Try to change the format definition as follows:

%{QS:forward} %{IP:clientip} %{NOTSPACE:rlogname} %{NOTSPACE:user} \[%{HTTPDATE:timestamp}\] %{HOSTNAME:virtualHost} %{NOTSPACE:sslprotocol} %{NOTSPACE:sslcipher} "%{REQUEST_LINE}" %{INT:status} %{INT:bytes_sent} (%{QS:referrer}|-) (%{QS:agent}|-) (%{QS:jsessonid}|-) %{INT:timespent}

and change the log format of your webserver to quote the forward IPs, so the line would look like:

"80.187.84.95, 104.121.77.28, 88.221.214.94" 80.187.84.95 - - [19/Mar/2019:16:31:10 +0800] www.host2.com TLSv1.2 ECDHE-RSA-AES256-GCM-SHA384 "GET /apple-touch-icon-precomposed.png HTTP/1.1" 404 179404 "-" "MobileSafari/604.1 CFNetwork/976 Darwin/18.2.0" "fH2UNfx3UEmg8FjtGgCiCZ8u.www-host2-com-4-slave-a" 1049507

[ykyuen]

Sorry that i didn't realize my log format settings are not matched.

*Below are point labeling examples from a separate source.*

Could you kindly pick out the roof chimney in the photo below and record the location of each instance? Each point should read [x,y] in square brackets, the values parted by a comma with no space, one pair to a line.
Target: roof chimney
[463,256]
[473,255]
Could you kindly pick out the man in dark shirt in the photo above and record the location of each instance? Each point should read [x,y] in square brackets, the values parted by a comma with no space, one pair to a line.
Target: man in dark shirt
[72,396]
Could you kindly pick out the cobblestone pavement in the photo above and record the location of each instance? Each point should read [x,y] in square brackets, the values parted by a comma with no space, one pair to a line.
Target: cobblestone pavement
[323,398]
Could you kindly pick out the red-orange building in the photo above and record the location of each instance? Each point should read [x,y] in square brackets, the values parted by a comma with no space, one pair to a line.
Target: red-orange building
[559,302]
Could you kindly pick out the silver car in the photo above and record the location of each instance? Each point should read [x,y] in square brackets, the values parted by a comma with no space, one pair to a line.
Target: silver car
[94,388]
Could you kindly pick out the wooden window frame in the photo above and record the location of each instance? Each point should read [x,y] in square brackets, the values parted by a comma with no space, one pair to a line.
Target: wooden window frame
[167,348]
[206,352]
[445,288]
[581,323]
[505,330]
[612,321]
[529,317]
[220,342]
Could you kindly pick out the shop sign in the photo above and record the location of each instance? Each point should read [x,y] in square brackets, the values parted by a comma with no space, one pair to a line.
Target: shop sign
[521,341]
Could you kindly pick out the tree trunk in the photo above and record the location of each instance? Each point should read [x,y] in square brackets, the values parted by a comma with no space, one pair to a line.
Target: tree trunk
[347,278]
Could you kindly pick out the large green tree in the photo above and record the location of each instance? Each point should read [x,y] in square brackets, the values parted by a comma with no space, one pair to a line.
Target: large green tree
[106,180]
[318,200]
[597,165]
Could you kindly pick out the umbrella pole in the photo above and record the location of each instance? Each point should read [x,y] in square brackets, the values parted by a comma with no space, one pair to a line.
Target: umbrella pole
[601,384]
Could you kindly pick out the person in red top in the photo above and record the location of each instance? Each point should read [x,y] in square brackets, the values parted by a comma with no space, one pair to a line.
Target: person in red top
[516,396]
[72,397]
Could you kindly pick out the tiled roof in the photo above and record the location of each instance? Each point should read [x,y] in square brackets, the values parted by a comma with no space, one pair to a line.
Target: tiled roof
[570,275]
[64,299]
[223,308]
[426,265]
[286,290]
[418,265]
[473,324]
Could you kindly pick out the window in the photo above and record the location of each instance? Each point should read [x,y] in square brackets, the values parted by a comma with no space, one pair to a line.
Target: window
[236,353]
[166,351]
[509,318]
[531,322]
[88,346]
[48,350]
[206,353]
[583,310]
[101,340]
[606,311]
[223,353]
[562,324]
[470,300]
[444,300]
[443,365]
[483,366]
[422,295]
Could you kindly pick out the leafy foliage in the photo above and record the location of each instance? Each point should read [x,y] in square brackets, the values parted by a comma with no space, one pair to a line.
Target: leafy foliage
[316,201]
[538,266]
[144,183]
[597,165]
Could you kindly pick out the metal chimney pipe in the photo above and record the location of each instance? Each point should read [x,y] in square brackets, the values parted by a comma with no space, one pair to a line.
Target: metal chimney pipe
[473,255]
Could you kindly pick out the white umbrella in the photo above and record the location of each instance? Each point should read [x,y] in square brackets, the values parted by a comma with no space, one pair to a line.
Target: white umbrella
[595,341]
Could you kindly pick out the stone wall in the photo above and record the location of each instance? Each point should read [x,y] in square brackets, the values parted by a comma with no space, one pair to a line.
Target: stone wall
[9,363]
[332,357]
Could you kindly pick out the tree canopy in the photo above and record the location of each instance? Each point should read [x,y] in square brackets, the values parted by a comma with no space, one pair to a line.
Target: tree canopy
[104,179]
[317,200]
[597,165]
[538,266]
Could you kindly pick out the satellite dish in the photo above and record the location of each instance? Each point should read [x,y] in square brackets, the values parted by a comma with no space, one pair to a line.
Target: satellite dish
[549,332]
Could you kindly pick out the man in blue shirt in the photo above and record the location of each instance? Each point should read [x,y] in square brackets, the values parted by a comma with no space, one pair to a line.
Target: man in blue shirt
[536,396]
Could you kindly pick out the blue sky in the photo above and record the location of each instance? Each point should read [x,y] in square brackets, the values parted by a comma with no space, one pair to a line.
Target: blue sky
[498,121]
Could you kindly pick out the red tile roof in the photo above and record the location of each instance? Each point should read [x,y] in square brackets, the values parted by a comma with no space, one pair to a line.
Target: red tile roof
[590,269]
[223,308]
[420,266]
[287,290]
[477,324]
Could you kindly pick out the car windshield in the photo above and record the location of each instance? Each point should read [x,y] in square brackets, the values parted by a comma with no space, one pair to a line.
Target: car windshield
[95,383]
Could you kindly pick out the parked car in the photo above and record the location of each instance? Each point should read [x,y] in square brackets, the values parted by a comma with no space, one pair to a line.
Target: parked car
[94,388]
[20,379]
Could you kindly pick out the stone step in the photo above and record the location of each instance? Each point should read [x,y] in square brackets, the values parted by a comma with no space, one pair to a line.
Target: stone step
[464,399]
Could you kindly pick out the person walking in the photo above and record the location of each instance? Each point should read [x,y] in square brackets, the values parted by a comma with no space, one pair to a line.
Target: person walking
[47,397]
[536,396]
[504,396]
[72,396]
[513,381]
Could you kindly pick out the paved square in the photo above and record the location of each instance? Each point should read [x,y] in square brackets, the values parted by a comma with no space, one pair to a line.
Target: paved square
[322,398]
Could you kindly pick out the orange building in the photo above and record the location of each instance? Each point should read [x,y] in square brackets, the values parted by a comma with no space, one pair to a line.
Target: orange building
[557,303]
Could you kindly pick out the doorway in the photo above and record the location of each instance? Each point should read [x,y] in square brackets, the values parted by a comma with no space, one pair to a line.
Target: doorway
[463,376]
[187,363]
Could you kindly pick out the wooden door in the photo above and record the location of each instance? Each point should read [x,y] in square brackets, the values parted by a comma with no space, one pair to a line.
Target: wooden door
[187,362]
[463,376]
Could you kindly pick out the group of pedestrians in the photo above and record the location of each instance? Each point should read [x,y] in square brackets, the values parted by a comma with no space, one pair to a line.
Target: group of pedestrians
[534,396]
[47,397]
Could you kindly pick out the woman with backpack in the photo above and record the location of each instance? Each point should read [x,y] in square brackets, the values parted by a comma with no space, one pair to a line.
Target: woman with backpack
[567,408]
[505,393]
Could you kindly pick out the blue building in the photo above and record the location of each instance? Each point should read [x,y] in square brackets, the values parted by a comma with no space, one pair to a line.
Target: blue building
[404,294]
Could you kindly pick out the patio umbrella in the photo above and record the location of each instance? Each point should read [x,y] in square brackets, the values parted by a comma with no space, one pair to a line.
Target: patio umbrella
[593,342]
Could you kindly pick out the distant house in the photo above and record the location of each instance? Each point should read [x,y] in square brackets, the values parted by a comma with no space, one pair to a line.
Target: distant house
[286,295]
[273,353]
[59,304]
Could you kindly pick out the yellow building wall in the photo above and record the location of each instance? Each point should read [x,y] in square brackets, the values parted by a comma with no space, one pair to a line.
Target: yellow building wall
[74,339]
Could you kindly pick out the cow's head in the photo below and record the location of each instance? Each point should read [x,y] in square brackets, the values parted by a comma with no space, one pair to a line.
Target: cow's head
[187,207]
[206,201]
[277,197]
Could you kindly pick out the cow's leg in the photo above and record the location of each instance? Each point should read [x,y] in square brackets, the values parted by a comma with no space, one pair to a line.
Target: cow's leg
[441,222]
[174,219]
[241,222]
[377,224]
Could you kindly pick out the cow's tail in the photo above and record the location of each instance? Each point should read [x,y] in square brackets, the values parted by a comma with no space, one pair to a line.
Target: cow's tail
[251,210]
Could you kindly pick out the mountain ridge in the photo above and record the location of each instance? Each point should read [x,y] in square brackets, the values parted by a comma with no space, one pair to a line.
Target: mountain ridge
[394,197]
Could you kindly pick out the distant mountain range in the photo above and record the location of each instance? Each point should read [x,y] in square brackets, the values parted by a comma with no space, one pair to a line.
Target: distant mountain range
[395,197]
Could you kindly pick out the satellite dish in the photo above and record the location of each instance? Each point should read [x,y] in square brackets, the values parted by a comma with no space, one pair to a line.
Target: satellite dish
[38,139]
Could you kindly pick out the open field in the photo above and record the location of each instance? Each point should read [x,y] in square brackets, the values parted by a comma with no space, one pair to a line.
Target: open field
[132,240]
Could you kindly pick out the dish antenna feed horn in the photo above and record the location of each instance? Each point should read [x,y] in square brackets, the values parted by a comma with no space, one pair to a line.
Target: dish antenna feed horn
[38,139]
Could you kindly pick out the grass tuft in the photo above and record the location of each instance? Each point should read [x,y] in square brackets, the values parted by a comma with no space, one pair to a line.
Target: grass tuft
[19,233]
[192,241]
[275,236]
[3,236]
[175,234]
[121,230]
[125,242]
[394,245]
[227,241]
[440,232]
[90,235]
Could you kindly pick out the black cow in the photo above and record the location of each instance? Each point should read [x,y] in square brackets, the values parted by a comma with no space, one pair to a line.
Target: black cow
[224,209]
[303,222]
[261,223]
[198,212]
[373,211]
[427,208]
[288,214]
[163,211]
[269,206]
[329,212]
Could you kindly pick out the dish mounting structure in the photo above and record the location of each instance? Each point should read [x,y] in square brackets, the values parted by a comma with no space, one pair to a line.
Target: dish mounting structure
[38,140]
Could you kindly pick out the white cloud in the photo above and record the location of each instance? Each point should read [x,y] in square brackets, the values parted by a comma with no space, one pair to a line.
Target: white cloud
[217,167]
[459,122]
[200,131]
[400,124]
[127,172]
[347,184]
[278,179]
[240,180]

Will make a trial and update you later. thanks very much.

[ykyuen]

It is working now, thx!

i got one more question. In the configuration, we have

labels={instance_ip="${HOSTIP}",instance_hostname="${HOSTNAME}"}

Are the instance_ip and instance_hostname required? i couldn't find these 2 key value pairs in the metrics collected in prometheus.